米中貿易戦争に負けるのは・・・【フィスコ・コラム】

市況
2019年9月8日 9時00分

来年のアメリカ大統領選に向け、米中貿易戦争が争点の1つになりそうです。再選を狙うトランプ氏は相変わらず中国を力でねじ伏せようと躍起になっていますが、それが最大の株安要因であることを考えると、今後の対応を見直さざるを得ないでしょう。

7月には過去最高値を更新していたNY株式市場ですが、8月はその上昇分を削る展開が目立ちました。もちろん、米中貿易戦争が背景です。このうち、ダウは一時27300ドル台まで上昇しましたが、8月に入ると方向感の乏しい値動きとなり、25500-26500ドル台のさえない値動きでした。1日500ドル超の大幅安も1度や2度ではありません。しかも、その翌日の戻りは限定的で、市場へのダメージの大きさを反映しています。

象徴的だったのは、8月23日。従来とは異なり、先に仕掛けたのは中国政府でした。トランプ政権による対中制裁「第4弾」の一部発動に先立ち、報復措置として米国からの輸入製品の関税を発表します。トランプ大統領はすぐさまそれに反応し、すでに公表していた対中制裁の税率引き上げに踏み切りました。そうした経緯が嫌気され、ダウは620ドルも下げ市場心理を悪化させています。

その後、トランプ大統領は中国側から通商協議再開を求める電話があったとツイッターで説明し、株価はやや持ち直しました。しかし、中国側はトランプ氏の説明を否定しており、大幅株安に焦ったトランプ氏が自ら「フェイクニュース」を垂れ流した可能性は否定できません。実際、トランプ氏は最近、「中国側がアメリカと交渉したがっている」と繰り返すだけで、刺激的なツイートを控えているように見えます。

一方、民主党は8月29日、指名候補者を20人から実質10人に絞り込みました。そのうちの一人、ベト・オルーク前下院議員は独自の政策をまとめ、貿易に関して中国による通貨安誘導や産業スパイなどの不当行為の禁止とともに通商摩擦の早期終結を盛り込みました。米中対立が目下最大の経済問題となっている以上、他の候補者もそれに追随せざるを得ず、今後の論戦の主要テーマとなりそうです。

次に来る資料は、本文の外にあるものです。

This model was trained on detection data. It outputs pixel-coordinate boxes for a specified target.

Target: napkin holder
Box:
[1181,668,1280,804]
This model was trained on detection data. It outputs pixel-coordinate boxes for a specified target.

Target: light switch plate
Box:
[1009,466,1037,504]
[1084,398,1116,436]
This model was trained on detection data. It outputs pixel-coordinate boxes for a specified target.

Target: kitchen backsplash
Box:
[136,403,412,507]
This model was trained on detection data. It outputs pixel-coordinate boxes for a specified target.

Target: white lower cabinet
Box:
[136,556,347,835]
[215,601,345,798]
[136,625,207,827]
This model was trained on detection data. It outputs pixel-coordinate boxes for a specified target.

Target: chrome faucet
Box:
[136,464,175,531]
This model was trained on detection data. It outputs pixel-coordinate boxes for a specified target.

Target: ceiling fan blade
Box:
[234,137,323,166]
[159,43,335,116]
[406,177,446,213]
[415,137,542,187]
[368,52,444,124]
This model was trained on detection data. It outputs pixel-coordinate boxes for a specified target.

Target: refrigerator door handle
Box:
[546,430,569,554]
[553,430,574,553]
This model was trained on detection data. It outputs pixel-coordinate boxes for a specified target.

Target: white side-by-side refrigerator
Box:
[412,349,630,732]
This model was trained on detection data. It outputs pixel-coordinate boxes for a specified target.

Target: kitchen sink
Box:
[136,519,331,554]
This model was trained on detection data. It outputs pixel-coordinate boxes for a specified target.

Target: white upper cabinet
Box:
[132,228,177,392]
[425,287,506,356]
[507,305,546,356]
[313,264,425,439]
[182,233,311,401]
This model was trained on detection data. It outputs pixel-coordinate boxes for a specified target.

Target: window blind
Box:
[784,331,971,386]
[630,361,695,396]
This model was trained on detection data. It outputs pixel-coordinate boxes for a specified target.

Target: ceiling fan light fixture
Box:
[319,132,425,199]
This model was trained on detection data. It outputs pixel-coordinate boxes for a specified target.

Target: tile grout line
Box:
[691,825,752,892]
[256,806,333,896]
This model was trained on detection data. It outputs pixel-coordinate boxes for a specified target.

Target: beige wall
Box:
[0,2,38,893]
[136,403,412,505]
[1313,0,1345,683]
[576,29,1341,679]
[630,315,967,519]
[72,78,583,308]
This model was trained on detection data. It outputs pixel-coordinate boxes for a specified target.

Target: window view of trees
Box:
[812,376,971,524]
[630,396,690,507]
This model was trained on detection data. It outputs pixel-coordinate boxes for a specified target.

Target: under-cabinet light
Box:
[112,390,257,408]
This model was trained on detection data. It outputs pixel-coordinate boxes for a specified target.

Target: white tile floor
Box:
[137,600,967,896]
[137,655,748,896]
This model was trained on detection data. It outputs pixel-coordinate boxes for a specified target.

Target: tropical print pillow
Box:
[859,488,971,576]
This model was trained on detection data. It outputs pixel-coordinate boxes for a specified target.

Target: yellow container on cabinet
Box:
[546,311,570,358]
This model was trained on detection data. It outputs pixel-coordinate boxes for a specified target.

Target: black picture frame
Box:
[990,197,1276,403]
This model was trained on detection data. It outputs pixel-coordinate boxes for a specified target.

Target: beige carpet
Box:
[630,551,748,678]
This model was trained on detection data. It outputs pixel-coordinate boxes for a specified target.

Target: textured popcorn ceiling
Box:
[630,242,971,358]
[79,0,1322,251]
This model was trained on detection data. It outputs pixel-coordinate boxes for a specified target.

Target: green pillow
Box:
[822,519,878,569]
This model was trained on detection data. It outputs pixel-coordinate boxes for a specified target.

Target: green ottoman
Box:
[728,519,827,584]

統計によれば、アメリカ人の金融資産に占める割合は株式などリスク資産が50%を超えており、そのうち株式は35%にのぼります。大統領選に勝つには、アメリカの2009年3月から現在まで続く強気相場の維持が求められるはずです。トランプ氏は常識外れの連邦準備理事会(FRB)批判を続けていますが、株価を押し上げるためとみられても仕方ないでしょう。

「経済なんだよ、間抜け」??ビル・クリントン氏は1992年の選挙で経済優先の政策を掲げ、父ブッシュ氏を破りました。そして、96年には選挙前の1年間で株価を3割近くも上げ、再選を果たしています。トランプ氏は中国に勝って選挙にも勝とうと目論んでいるのでしょうが、現時点では再選の可能性が高くてもこれまでのようなやり方で中国に接すれば株安で一気に支持を失いかねません。

選挙に勝つのが最優先ですから、トランプ氏は今後、力業(ちからわざ)一辺倒の対中政策を改めざるを得ないと思われます。本来なら知性や理性を駆使した高度な政治的駆け引きが求められるところですが、政治家としての同氏の力量が試される局面と言えそうです。

(吉池 威)

※あくまでも筆者の個人的な見解であり、弊社の見解を代表するものではありません。